It is clear that science teachers are completely missing the point of testing standards. They don’t appear to understand that it isn’t what they find valuable that actually matters:
The Obama administration has urged broadening the subjects tested under the law — possibly including science. But some teachers say they are already burdened by state requirements to teach a wide range of facts — say, the parts of a cell — which prevents them from devoting class time to research projects.
“I have so many state standards I have to teach concept-wise, it takes time away from what I find most valuable, which is to have them inquire about the world,” said Amanda Alonzo, a science teacher at Lynbrook High School in San Jose, Calif.
Alonzo has it all wrong. It is absolutely worthless to anyone but the teacher for high school students to “inquire about the world” at school. Intelligent inquiry requires information and teenagers simply don’t possess enough of it for them to ask anything but stupid and ignorant questions. Although it is to the detriment of the student’s education both students and teachers prefer self-centered “inquiry” to objective standards because the former is subjective and avoids the accountability of the latter. This does not mean that all standards are intrinsically desirable, only that some form of standards testing is the most reliable means that parents have of determining if their children have actually learned anything or not.
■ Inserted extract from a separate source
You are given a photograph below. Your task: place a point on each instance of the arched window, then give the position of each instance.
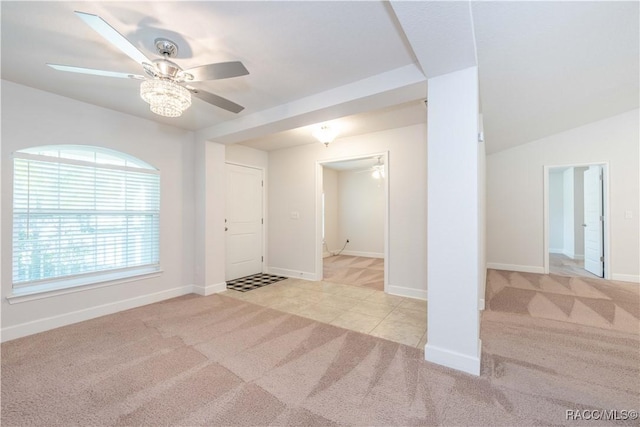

The uncomfortable truth that so many teachers are desperate to avoid is this: a properly instructed student should be able to pass the basic standards tests with ease regardless of the particular form his instruction took. If the standards are too difficult, then obviously they should be adjusted. But it makes absolutely no sense to assert that students will learn better if they are a) educated according to the individual whims of their teacher, and b) never tested by an unbiased third party on their knowledge at all.